The latest proposal to Culver City residents is the loss of R-1 zones, to be replaced by multi-unit dwellings. This is billed as affordable, inclusionary housing.
Construction of additional units will not change any perceived exclusionary policies.
I am proud and happy to say that we all enjoy a multi-racial neighborhood. Name the ethnicity, we have it. Existing homes and multi-unit buildings are available to anyone who can afford the competitive pricing.
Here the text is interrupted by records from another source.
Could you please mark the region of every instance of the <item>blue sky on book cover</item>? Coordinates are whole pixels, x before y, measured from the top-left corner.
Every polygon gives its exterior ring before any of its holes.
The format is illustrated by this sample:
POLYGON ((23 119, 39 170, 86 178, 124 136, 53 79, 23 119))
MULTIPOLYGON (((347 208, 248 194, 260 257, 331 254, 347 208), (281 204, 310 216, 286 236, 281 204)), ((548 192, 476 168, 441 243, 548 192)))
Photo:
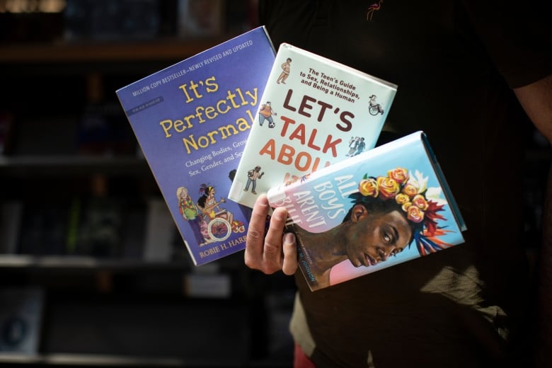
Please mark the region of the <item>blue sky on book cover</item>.
MULTIPOLYGON (((407 246, 384 261, 363 251, 368 255, 356 266, 349 259, 340 262, 330 272, 332 284, 464 242, 461 215, 421 132, 271 189, 268 195, 272 206, 286 207, 289 223, 314 234, 328 235, 343 226, 354 206, 361 202, 368 209, 376 201, 393 202, 393 208, 412 224, 415 230, 407 246)), ((301 265, 302 270, 308 274, 311 260, 301 255, 319 243, 309 243, 305 238, 298 251, 300 263, 306 263, 301 265)), ((314 289, 316 281, 311 280, 314 289)))
POLYGON ((117 91, 196 265, 245 246, 226 197, 275 54, 259 27, 117 91))

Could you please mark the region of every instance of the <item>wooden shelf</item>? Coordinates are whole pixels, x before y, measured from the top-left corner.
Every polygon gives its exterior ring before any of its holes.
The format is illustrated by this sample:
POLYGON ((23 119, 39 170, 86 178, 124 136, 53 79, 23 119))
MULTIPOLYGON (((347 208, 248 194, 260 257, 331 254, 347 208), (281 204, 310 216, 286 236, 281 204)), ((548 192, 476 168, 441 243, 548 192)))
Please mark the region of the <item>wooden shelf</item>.
POLYGON ((151 175, 146 160, 130 156, 0 156, 3 174, 63 176, 79 173, 151 175))
POLYGON ((0 46, 0 63, 129 62, 181 59, 207 50, 217 39, 94 42, 0 46))

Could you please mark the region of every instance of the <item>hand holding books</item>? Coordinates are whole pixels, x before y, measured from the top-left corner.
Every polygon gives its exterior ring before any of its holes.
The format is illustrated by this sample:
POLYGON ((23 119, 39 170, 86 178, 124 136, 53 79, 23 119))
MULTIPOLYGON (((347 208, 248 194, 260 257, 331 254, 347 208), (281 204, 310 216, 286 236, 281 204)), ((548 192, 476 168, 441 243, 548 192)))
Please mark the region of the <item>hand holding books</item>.
POLYGON ((282 233, 287 219, 284 207, 274 209, 268 230, 267 215, 270 209, 266 195, 260 195, 255 202, 245 251, 245 263, 250 268, 270 275, 280 270, 291 275, 297 270, 297 251, 295 236, 282 233))

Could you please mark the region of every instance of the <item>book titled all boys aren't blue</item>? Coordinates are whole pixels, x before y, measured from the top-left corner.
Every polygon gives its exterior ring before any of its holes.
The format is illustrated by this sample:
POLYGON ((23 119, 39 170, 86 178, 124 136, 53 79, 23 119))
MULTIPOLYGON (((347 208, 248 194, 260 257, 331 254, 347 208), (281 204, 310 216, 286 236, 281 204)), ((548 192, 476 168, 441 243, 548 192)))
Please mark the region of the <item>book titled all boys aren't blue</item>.
POLYGON ((464 243, 466 225, 417 132, 268 190, 318 290, 464 243))
POLYGON ((258 27, 117 91, 196 265, 245 247, 248 212, 225 197, 275 55, 258 27))

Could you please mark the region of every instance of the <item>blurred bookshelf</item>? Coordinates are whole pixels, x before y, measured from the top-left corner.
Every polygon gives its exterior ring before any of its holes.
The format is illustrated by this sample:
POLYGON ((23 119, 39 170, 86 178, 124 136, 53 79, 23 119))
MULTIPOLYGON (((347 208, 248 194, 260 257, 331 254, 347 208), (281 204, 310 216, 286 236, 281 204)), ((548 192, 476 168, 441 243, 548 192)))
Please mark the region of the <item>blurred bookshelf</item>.
POLYGON ((28 296, 0 306, 0 365, 292 365, 292 278, 241 253, 195 268, 173 224, 147 226, 162 199, 115 93, 256 26, 255 7, 0 0, 0 296, 28 296))

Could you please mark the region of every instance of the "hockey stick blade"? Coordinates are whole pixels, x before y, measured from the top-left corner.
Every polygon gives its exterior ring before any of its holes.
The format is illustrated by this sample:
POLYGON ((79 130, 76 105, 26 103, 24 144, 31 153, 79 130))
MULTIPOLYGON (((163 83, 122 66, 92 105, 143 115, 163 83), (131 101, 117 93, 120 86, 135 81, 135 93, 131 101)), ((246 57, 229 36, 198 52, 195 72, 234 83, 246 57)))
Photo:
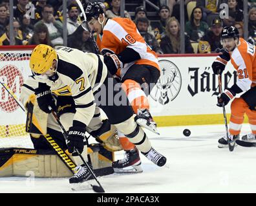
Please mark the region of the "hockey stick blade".
POLYGON ((256 147, 256 142, 245 142, 242 140, 237 140, 236 141, 237 144, 242 147, 256 147))
POLYGON ((99 193, 104 193, 105 191, 103 189, 102 187, 97 186, 97 185, 91 185, 92 187, 92 189, 94 192, 99 192, 99 193))
MULTIPOLYGON (((68 133, 67 133, 67 131, 65 129, 63 126, 62 125, 61 122, 59 121, 58 117, 57 117, 57 115, 55 113, 54 111, 53 111, 52 108, 50 106, 48 106, 48 108, 51 111, 52 115, 54 116, 54 117, 56 120, 58 124, 59 124, 59 126, 61 127, 62 131, 63 132, 64 138, 67 140, 67 137, 68 137, 68 133)), ((96 189, 96 190, 94 189, 94 191, 95 192, 97 192, 97 191, 103 191, 103 192, 105 192, 105 191, 103 189, 101 185, 100 184, 100 183, 98 180, 98 179, 97 179, 96 175, 94 174, 94 172, 92 171, 92 170, 90 168, 90 167, 88 165, 87 162, 86 162, 85 161, 85 160, 83 159, 83 156, 81 155, 80 153, 78 151, 78 150, 77 149, 74 148, 74 151, 78 154, 78 156, 80 157, 81 161, 85 165, 86 167, 87 167, 87 169, 88 169, 89 171, 90 172, 91 174, 92 175, 92 176, 93 176, 94 179, 95 180, 95 181, 97 182, 97 183, 99 185, 99 186, 96 186, 96 187, 100 187, 100 189, 96 189)), ((94 185, 94 186, 96 186, 96 185, 94 185)), ((93 187, 92 187, 92 189, 93 189, 93 187)))

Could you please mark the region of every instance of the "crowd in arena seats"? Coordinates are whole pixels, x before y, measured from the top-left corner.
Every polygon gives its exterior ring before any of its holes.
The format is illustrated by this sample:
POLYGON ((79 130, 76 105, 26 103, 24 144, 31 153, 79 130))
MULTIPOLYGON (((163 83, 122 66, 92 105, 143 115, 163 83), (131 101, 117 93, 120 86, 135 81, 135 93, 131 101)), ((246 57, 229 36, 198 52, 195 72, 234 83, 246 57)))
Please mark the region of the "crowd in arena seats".
MULTIPOLYGON (((85 8, 89 2, 100 2, 107 18, 120 16, 120 0, 80 1, 85 8)), ((125 10, 124 17, 134 21, 147 44, 158 54, 181 53, 180 1, 169 0, 167 5, 163 0, 151 1, 160 8, 155 19, 149 18, 142 1, 133 10, 125 10)), ((95 52, 90 33, 81 24, 83 19, 76 1, 67 0, 67 46, 95 52)), ((256 45, 256 0, 248 0, 248 5, 249 39, 246 40, 256 45)), ((13 44, 63 44, 62 0, 14 0, 14 6, 13 44), (35 11, 31 13, 33 7, 35 11)), ((10 44, 10 9, 8 0, 0 0, 0 46, 10 44)), ((222 48, 221 31, 226 26, 236 26, 240 37, 244 35, 242 0, 185 0, 184 10, 185 53, 218 52, 222 48), (228 5, 228 12, 220 7, 222 3, 228 5)))

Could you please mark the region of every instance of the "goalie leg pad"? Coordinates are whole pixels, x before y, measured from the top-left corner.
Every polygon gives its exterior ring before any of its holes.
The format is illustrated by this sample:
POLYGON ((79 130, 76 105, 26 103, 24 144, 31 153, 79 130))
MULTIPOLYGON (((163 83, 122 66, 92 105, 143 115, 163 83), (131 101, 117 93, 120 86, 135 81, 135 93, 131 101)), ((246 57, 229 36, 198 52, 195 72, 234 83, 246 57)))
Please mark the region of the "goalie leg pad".
POLYGON ((26 131, 30 134, 45 135, 47 133, 48 114, 40 109, 34 94, 29 97, 27 109, 26 131))

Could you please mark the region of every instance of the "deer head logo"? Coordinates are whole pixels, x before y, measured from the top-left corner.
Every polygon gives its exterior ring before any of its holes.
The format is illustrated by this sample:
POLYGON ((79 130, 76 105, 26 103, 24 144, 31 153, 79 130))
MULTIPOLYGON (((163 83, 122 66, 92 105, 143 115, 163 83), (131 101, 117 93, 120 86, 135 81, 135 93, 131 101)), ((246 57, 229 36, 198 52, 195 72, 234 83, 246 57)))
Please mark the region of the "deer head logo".
POLYGON ((161 75, 150 95, 161 104, 168 104, 178 95, 181 88, 181 75, 178 68, 167 60, 160 60, 161 75))

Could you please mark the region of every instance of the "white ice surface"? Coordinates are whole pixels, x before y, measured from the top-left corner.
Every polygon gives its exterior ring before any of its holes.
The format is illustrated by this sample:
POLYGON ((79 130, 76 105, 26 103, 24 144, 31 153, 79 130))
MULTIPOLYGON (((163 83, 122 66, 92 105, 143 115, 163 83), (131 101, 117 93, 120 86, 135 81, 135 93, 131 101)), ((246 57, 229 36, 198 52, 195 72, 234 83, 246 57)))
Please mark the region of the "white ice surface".
MULTIPOLYGON (((141 155, 144 172, 99 178, 107 192, 256 192, 256 148, 219 149, 224 125, 159 128, 148 133, 152 145, 167 162, 158 167, 141 155), (185 137, 182 131, 189 129, 185 137)), ((250 131, 245 124, 242 133, 250 131)), ((123 152, 116 154, 123 158, 123 152)), ((96 182, 95 182, 95 184, 96 182)), ((93 192, 71 191, 68 178, 1 178, 0 192, 93 192)))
- Building more units will negatively impact quality of life in Culver City. Namely:
- Existing sewers are already overloaded and will need replacing
- Police and Fire will need more personnel to handle more residents
- Roadways are already overcrowded and will be nearly impassable
- Schools will be impacted and need more staff
- Studies have shown that impacted living conditions contribute to increased medical/mental health concerns
- City services will have to expand to include new buildings for personnel
- City parks cannot tolerate an increased population
- Water and Electricity supplies are insufficient to support more population without rebuilding infrastructure
- People will be forced to travel to work as there are not enough jobs in Culver City to accommodate an increased population – more cars
- Auto parking will be an issue on already over-crowded streets
- Citizens of Culver City will see increased taxes and utility bills to pay for needed improvements
The other side of the coin is my wallet. I stand to make a boatload of money from my 9,000 sq. ft. residential property. A contractor would be more than happy to pay a premium price for this land.
Think of how many units are possible. Easily four, two up, two down. But given the premium price plus the cost of construction, overall cost to the consumer will reflect prices on the west side of Los Angeles and we are back to square one. Rents and condo costs will reflect location.
So, let’s make this another Westwood and I’ll move to Montana.